Der Niedersächsische Weg als breite Allianz aus Naturschutz, Landwirtschaft und Politik hat sich verpflichtet, konkrete Maßnahmen für einen verbesserten Natur-, Arten- und Gewässerschutz umzusetzen. Die hierfür notwendigen Schritte und Maßnahmen werden auch weiterhin in Arbeitsgruppen diskutiert und beschlossen.
Der erarbeitete Gesetzestext wurde von den Regierungsfraktionen CDU und SPD in den Landtag eingebracht und wird derzeit (Stand: Ende Oktober 2020) im Ausschuss beraten und soll schnellstmöglich verabschiedet werden. Dabei soll ein fairer Ausgleich zwischen Naturschutz und Landwirtschaft gefunden und die Leistungen der Landwirte angemessen bezahlt werden.

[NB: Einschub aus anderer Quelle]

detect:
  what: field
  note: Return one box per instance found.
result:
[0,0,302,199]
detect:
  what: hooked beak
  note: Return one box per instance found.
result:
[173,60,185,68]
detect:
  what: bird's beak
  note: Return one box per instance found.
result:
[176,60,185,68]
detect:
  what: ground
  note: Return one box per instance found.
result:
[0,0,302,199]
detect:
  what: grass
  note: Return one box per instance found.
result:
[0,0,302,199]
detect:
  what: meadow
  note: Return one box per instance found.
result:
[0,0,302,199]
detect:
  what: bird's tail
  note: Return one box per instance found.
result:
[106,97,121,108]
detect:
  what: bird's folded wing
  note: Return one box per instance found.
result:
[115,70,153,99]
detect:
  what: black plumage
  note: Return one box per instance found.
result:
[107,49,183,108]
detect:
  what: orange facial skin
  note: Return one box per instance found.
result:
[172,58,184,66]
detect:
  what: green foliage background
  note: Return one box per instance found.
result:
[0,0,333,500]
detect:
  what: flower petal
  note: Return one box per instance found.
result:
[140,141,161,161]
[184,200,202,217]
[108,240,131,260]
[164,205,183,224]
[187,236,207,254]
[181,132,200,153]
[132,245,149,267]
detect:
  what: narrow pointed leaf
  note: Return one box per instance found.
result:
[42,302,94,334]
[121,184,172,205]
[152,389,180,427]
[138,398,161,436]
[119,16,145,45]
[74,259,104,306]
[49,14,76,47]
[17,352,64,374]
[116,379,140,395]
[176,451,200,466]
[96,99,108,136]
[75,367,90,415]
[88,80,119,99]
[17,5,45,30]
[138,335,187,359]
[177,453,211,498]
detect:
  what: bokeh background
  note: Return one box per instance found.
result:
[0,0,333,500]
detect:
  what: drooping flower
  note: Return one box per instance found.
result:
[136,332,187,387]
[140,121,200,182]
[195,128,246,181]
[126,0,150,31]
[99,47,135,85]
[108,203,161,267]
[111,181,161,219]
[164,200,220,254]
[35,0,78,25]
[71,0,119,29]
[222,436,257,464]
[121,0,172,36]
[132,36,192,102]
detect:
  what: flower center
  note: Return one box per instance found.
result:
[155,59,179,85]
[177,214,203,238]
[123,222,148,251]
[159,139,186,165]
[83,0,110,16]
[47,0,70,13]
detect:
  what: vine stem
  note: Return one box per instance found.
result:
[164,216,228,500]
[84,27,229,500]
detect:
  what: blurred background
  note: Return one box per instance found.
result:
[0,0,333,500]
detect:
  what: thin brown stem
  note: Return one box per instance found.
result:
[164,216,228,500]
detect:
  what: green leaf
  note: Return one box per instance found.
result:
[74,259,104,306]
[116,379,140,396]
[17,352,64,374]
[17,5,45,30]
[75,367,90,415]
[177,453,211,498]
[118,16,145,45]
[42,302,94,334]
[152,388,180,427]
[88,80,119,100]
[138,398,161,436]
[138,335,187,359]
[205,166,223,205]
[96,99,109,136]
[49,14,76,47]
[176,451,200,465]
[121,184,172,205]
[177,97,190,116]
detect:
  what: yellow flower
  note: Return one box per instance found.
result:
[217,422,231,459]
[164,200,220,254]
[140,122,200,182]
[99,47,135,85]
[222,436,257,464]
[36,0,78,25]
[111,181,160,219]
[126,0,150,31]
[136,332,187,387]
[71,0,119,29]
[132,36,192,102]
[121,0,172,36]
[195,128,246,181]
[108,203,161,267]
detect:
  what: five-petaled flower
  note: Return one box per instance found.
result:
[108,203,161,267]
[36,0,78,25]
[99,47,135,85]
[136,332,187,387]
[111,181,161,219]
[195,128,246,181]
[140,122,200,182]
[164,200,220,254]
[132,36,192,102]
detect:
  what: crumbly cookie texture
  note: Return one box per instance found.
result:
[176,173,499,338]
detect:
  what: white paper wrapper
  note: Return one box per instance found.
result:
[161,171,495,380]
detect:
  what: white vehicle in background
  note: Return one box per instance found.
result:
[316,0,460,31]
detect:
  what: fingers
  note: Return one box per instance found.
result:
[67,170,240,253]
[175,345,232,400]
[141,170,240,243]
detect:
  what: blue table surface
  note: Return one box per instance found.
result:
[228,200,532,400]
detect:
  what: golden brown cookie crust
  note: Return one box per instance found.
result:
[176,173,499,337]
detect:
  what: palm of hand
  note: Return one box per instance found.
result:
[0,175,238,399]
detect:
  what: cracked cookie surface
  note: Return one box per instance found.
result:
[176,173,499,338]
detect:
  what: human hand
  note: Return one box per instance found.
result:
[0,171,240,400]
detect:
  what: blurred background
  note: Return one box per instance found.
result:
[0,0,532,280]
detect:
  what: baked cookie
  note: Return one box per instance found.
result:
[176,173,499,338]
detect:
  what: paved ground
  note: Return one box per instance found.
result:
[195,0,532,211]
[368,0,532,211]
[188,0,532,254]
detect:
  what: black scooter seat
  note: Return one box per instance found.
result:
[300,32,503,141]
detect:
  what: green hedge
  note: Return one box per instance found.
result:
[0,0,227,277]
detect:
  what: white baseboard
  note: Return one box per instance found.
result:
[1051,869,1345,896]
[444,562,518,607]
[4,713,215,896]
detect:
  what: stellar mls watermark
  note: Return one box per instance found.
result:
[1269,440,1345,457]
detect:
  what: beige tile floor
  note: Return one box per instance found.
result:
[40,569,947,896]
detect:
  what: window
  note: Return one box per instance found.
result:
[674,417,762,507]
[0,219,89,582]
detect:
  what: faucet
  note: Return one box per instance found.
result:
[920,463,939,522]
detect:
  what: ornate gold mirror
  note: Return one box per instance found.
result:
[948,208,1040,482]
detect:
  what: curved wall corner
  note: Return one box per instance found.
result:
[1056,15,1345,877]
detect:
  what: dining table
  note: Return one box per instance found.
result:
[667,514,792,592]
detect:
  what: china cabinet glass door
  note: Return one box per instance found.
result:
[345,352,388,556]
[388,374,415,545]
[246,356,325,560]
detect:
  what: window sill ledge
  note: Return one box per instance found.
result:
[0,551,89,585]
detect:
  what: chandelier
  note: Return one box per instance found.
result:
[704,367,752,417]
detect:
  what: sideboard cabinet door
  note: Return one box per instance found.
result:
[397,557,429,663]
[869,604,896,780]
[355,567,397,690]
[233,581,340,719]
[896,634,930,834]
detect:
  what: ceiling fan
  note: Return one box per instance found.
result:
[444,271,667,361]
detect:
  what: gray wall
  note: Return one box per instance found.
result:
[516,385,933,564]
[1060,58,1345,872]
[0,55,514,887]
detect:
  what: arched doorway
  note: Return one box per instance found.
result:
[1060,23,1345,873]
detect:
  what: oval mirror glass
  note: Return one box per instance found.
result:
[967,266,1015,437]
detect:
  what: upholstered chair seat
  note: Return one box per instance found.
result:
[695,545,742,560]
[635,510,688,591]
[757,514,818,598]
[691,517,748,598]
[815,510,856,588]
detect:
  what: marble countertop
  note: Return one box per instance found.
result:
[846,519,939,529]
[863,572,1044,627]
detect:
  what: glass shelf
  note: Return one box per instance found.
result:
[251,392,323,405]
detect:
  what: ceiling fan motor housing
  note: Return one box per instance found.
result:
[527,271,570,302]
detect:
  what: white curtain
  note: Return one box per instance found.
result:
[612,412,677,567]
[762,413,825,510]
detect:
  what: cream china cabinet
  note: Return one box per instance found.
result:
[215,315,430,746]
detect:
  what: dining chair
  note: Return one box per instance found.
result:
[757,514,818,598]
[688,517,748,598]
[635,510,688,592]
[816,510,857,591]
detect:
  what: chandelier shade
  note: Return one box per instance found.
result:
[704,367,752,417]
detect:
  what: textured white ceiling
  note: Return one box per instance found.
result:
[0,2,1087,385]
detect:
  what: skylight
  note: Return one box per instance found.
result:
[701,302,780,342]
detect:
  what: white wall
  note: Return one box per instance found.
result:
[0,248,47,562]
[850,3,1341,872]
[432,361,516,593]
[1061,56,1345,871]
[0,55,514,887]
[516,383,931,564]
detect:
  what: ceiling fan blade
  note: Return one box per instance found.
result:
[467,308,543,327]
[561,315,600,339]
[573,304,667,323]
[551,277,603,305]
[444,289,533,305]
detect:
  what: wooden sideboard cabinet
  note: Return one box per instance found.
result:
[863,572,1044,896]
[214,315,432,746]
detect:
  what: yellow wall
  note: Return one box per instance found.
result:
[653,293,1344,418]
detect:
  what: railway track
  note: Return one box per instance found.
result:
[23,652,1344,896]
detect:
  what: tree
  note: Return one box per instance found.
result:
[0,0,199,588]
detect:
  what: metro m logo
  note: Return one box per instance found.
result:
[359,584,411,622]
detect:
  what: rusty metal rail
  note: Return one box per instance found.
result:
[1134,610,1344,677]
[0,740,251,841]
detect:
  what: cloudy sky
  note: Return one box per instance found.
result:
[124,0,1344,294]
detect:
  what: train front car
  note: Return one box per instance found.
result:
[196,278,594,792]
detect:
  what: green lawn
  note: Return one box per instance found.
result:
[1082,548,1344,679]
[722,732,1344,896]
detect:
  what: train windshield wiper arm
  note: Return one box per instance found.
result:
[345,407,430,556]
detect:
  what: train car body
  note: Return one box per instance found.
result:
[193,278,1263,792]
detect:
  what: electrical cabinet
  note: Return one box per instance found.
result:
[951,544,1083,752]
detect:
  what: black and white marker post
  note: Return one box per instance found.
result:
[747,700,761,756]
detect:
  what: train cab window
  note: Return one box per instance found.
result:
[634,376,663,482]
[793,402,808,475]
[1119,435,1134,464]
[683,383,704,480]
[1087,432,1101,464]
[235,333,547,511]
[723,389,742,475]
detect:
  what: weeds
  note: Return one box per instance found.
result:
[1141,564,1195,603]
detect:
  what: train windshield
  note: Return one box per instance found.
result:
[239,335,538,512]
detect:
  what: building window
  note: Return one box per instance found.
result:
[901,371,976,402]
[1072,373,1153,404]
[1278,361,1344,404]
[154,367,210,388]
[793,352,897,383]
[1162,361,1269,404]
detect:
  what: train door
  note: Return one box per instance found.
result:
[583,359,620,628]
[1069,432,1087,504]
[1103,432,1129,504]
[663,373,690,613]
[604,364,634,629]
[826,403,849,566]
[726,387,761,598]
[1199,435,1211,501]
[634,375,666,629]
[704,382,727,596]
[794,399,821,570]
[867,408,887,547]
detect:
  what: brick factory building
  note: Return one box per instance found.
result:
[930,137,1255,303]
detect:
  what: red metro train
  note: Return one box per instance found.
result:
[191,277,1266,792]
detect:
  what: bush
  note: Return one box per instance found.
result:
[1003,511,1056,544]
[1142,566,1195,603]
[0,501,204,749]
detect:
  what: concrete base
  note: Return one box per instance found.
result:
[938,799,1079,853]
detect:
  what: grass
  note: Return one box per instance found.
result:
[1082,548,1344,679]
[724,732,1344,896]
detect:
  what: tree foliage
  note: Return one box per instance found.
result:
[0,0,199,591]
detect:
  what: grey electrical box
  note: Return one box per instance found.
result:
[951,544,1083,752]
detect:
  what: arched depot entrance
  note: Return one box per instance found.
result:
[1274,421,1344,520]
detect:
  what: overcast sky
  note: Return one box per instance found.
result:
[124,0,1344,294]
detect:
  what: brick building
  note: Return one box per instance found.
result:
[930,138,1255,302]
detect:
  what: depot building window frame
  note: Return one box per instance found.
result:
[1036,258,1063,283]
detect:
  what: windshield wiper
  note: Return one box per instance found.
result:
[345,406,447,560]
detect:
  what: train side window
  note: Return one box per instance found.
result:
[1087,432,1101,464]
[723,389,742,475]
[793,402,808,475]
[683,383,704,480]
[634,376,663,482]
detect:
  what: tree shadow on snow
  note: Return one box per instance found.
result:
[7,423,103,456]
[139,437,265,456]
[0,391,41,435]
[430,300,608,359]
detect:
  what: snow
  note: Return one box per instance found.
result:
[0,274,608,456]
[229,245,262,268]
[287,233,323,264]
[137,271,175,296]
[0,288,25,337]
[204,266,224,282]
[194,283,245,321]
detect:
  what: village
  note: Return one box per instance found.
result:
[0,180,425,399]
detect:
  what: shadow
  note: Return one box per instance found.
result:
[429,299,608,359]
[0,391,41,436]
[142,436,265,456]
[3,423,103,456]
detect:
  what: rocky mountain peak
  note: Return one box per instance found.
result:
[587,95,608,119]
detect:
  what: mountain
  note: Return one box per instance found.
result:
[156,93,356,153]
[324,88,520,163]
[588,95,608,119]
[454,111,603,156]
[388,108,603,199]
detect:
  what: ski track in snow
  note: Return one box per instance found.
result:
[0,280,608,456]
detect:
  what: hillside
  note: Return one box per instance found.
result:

Der Niedersächsische Weg ist eine in dieser Form bundesweit einmalige Vereinbarung zwischen Landwirtschaft, Naturschutz und Politik. Unterzeichner sind Ministerpräsident Stephan Weil, Landwirtschaftsministerin Barbara Otte-Kinast, Umweltminister Olaf Lies, der Präsident des Landvolkes Albert Schulte to Brinke, der Präsident der Landwirtschaftskammer Niedersachsen Gerhard Schwetje, der Vorsitzende des BUND Niedersachsen Heiner Baumgarten und der Vorsitzende des NABU Niedersachsen Dr. Holger Buschmann.